How Skybreach leverages SQD data access in its games

Quick Facts 

Description of Skybreach: Skybreach is a web3 gaming ecosystem connecting various games through lore and universe facilitated by smart contracts. The first game to launch is the Dungeon Crawler mini-game called Skybreach Dungeons. Resources gained in it will be available in a future launch to upgrade one’s gear to prepare for higher-difficulty dungeons, creating game loops. 

Chains served: Base

Make or break feature: Instant game result and leaderboard indexing 

Using SQD for: indexing game-related events, dungeon quests, in-game characters, sessions

Only possible with SQD: Access to underlying ORM to facilitate recursive data structure, wide selection of chain archives for all EVM chains, fast re-indexing using squid archives

How Skybreach came to use SQD 

The Skybreach and SQD team go back a few years. Initially, both were building on Substrate in the Polkadot ecosystem. Eventually, RMRK team realized that while they admire Polkadot for its vision and tech, there was no denying that the developer count was significantly higher on EVM chains. This led to their move to EVM, allowing them to tap into the latest innovations for consumer app builders, such as account abstraction. 

When in the Polkadot ecosystem, building on Kusama, the RMRK team was indexing everything manually, listening to the latest block using polkadot.js, and parsing/filtering the content. In 2022, ahead of the move to EVM, the team explored multiple options, including the graph, subquery, and SQD. 

“We found that the SQD indexing SDK is the most flexible of them all, allowing us to organize our indexer how we want to instead of being forced into a specific pattern.” 

Adding on to that, Skybreach CTO Yuri also shared that it’s possible to have patterns recommended for those looking for a simple setup. “It’s very modular and exposes its lower lever apis, so you can organize the code how you want.”

On top of flexibility, Skybreach also had some very specific requirements that they couldn’t find anywhere else. One of them being access to the underlying ORM. 

“In this case, because we had to have a tree-like data structure that is recursive, no other indexer SDK but SQD allowed us to do so. Some other features that made us go with SQD were a wide selection of chain archives for all the EVM chains we planned to index, and amazing tech support.” 

SQD in Skybreach’s data back-end

As long-time users of SQD, the team was self-hosting indexers indexing NFTs from 7 different chains before. However, for their current project, they wanted to move as quickly as possible with little overhead and, therefore, decided to go with SQD cloud. 

SQD is used to index all the dungeon quests that they configure on smart contracts. On top of this, Skybreach captures players’ game sessions, their game results, in-game characters, and all Skybreach lands and settlements.

“Players can claim additional rewards once a week if they are in the top position of the leaderboard for each Dungeon, and while we can read all of this data from the contract directly and parse it on the client side, having it indexed makes everything much easier, plus since SQD comes with the graphql server out of the box, we can do more complex queries that would be difficult to do directly with RPC API.” 

Another insight the team shared is that using SQD cloud didn’t limit them to a specific pre-defined tech stack either. Instead, since the indexer is just a docker container, adding additional services is very easy. 

“We also emit all the events that we index into our external Redis, which then feeds our bullmq queue, which is ingested by our separate Search API that we self-host on digitalocean. This allows us to index all in-game characters in a separate existing database that is more suitable for search than Graphql is and do some advanced and very performant filtering like ‘Show me all my characters that are currently traveling between these two settlements.’”

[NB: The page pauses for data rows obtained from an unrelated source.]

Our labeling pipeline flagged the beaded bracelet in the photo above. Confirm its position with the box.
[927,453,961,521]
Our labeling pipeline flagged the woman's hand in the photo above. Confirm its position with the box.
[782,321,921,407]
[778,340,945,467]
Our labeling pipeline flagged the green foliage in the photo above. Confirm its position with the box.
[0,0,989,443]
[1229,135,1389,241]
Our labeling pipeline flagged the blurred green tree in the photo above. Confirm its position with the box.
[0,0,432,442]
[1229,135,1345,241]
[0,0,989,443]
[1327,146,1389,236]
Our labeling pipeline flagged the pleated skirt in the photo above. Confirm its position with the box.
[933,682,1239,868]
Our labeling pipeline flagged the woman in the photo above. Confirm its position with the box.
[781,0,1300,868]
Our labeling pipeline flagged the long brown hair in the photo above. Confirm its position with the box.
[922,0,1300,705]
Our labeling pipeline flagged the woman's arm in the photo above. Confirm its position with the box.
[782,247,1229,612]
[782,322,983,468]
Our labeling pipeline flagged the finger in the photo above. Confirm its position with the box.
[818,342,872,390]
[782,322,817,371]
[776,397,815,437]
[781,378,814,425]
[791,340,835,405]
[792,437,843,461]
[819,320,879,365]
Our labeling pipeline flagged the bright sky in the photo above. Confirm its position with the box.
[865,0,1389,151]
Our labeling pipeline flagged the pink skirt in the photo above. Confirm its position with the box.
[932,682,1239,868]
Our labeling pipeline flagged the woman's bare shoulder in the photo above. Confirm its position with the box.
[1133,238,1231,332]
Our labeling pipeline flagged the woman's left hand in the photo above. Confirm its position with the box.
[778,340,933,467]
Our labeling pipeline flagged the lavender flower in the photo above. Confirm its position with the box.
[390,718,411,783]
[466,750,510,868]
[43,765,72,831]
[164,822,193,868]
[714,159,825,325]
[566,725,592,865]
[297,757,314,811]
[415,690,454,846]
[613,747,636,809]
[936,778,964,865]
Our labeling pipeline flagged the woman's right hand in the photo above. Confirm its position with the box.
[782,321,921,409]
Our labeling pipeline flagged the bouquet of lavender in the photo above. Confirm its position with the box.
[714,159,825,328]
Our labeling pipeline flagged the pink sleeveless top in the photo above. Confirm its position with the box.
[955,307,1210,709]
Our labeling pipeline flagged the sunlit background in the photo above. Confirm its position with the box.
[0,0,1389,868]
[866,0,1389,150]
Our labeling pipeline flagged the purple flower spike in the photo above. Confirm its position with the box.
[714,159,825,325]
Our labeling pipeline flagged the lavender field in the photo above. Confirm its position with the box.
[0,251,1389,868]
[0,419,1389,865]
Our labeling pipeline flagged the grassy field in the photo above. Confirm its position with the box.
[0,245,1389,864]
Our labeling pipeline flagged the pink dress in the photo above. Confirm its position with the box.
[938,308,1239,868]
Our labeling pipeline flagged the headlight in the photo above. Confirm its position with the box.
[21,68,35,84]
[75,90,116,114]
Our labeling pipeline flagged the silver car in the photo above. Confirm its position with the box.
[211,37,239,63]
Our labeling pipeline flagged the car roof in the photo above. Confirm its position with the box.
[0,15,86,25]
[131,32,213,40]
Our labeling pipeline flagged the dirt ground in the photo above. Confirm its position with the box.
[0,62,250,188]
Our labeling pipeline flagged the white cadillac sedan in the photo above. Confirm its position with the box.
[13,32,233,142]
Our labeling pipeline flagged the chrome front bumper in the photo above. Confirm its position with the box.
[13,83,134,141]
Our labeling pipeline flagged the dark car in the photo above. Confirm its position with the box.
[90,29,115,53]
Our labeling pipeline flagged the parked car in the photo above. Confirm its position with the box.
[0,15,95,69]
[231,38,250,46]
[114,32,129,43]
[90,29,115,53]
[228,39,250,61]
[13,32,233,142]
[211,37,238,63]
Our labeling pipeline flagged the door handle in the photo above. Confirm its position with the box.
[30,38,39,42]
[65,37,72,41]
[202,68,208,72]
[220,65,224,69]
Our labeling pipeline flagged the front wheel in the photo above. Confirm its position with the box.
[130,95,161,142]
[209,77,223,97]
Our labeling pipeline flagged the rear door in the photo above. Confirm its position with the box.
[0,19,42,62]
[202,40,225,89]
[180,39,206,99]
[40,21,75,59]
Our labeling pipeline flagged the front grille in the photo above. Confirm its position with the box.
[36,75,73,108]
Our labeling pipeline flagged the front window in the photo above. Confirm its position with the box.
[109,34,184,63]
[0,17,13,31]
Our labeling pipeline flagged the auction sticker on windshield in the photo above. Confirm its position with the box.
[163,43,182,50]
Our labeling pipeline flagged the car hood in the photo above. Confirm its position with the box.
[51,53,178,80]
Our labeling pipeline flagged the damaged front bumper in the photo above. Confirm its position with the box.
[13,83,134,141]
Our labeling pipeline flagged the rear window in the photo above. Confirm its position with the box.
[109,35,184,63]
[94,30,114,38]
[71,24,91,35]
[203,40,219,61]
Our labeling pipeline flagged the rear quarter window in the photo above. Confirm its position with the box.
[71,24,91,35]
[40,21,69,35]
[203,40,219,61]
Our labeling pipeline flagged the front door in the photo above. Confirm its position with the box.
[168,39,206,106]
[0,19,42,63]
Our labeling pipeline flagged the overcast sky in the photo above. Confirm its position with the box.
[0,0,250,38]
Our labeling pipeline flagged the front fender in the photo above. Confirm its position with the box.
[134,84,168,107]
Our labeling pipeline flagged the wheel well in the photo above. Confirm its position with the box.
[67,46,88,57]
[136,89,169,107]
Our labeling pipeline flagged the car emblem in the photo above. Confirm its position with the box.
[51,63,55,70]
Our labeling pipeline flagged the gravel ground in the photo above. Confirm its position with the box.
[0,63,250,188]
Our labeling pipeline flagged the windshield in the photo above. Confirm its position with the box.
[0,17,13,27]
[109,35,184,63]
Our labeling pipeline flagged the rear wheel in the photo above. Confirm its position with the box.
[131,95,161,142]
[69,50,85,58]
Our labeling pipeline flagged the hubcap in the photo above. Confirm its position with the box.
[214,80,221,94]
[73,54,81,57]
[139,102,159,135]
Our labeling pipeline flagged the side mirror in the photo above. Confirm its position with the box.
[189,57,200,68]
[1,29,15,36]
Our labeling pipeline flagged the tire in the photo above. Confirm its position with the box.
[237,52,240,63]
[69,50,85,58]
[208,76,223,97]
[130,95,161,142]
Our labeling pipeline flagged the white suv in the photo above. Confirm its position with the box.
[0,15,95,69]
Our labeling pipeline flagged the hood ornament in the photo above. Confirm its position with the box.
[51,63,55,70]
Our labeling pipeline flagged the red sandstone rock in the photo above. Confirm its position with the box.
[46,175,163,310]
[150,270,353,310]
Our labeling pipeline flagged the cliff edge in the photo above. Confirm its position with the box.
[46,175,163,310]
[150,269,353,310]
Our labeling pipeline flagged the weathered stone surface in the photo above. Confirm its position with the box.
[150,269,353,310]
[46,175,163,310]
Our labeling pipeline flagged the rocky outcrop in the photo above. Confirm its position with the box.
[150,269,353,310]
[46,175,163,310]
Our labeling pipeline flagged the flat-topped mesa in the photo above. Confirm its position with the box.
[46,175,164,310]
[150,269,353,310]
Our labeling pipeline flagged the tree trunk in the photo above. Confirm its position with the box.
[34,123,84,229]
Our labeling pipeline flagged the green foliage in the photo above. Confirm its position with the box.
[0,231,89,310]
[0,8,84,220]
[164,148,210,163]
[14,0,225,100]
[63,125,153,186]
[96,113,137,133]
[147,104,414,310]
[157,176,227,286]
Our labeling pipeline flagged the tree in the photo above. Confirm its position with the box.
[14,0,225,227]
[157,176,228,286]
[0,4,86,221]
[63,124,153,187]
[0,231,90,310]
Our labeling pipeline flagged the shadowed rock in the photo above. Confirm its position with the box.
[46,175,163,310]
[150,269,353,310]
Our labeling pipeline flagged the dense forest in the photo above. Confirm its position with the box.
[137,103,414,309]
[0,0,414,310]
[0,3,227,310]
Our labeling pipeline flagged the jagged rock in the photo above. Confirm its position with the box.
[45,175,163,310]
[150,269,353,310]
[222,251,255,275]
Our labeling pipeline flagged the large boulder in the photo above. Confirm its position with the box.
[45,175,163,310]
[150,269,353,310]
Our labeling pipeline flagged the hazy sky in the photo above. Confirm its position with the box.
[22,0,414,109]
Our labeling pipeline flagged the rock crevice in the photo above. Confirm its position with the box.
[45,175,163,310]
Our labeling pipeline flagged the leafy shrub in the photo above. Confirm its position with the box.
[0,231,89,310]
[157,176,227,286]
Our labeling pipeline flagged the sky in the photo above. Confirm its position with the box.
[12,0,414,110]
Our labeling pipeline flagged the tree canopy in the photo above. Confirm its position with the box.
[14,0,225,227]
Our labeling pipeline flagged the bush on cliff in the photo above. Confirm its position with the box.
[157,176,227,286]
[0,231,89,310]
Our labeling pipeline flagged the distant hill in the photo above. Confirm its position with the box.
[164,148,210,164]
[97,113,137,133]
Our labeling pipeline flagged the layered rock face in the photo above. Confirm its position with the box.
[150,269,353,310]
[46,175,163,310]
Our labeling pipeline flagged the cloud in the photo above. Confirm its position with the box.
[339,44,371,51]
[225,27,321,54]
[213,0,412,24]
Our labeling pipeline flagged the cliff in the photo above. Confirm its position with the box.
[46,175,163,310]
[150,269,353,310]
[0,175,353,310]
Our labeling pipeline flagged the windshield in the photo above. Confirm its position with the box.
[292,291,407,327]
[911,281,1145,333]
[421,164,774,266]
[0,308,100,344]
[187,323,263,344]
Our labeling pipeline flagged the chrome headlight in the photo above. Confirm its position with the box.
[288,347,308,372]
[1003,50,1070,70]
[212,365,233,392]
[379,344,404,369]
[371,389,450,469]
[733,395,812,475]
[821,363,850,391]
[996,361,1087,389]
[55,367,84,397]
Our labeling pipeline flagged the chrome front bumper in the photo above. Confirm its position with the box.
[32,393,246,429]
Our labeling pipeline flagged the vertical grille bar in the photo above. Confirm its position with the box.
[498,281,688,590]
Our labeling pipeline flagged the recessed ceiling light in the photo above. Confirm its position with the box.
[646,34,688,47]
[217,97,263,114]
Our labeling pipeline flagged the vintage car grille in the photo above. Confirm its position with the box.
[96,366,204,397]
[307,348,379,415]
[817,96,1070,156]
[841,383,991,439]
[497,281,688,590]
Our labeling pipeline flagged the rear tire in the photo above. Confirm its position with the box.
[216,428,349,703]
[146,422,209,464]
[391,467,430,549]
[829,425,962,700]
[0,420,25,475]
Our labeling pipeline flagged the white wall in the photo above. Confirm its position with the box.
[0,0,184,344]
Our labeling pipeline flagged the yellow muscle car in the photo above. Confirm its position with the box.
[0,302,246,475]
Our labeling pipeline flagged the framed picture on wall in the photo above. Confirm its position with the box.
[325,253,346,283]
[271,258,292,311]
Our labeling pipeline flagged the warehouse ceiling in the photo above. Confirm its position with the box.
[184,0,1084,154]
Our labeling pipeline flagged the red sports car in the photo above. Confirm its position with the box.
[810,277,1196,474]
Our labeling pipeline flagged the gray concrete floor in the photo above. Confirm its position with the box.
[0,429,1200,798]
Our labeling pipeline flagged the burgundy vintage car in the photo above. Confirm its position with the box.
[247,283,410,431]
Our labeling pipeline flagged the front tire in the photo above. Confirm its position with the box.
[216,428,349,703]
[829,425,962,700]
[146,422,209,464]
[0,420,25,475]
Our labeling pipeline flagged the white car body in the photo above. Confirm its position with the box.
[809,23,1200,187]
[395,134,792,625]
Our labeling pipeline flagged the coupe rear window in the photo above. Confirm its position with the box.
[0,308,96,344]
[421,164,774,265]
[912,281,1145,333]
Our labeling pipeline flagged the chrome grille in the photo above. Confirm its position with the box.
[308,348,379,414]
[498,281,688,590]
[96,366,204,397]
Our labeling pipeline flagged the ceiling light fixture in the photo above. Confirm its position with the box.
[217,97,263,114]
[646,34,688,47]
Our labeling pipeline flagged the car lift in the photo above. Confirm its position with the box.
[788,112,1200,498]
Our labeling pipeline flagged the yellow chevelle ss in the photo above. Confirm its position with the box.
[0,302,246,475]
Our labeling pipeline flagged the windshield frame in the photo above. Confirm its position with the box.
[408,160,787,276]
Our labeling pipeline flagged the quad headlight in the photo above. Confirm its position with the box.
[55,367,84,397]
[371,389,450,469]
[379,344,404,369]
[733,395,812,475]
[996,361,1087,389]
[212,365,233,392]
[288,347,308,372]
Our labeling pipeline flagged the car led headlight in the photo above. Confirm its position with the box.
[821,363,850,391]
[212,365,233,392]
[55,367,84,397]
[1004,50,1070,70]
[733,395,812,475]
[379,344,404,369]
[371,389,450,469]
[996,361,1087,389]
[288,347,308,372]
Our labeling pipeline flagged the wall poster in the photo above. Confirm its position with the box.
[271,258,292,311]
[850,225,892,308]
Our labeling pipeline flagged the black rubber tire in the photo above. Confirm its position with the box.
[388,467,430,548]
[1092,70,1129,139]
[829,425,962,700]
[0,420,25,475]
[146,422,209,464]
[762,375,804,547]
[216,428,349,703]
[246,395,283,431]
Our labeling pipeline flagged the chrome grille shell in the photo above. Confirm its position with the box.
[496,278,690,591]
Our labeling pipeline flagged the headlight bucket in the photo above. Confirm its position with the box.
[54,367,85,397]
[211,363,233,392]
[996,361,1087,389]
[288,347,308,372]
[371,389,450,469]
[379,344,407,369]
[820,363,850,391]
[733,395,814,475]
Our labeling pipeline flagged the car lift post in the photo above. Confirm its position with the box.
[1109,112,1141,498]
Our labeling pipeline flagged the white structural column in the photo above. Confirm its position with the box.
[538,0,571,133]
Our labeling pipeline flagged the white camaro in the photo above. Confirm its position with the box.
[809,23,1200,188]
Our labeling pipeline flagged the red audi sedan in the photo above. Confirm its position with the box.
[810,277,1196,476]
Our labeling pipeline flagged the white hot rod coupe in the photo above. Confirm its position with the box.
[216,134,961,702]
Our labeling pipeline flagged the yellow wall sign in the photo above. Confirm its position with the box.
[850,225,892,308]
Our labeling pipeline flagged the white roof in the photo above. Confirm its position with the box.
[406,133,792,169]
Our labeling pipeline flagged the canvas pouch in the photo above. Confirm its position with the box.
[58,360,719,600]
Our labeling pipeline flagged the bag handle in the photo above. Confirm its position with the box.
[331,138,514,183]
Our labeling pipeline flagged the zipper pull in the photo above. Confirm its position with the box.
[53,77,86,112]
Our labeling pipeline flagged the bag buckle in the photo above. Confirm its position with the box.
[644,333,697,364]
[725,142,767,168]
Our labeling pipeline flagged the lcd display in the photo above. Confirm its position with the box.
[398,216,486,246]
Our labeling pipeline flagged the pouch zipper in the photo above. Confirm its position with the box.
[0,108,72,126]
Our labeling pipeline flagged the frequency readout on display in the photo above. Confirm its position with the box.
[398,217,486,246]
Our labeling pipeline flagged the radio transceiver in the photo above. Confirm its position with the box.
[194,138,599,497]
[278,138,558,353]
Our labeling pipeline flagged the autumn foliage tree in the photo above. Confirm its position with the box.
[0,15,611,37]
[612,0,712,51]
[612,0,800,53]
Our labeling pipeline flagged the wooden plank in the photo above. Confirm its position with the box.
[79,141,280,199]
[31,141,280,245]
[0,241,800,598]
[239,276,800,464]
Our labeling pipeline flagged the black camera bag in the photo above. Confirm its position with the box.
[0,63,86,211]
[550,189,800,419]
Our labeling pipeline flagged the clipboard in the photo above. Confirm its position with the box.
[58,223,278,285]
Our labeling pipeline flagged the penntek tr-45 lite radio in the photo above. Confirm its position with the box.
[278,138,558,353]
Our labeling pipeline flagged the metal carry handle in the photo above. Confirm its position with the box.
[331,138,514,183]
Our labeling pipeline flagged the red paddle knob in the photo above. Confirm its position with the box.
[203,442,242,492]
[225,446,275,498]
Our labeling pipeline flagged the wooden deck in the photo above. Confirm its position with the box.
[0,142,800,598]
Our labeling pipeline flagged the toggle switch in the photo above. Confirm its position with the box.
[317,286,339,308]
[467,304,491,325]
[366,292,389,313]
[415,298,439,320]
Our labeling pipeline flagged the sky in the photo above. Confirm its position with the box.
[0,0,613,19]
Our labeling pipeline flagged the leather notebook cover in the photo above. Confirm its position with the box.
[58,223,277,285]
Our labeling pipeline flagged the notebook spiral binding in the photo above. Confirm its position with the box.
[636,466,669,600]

All of this led them to conclude that “SQD is one of the best indexing SDKs currently available on EVM. Anyone reading this is still on the fence, so do yourself a favor and try it.”

On working with the SQD team 

This has been another highlight for Skybreach, thanks to the tech support they received and the open communication between the teams. 

We have a separate Dev chat with SQD developers. Not only are they super helpful when we have some difficulties, but they also listen to feedback on the SDK design. A few times, we had critical bugs on the weekends and received immediate support. But please don’t start poking guys on the weekend because I said this😂️️️️️️” 

The answers for this case study were kindly provided by Yuri, CTO and co-founder of RMRK and Skybreach.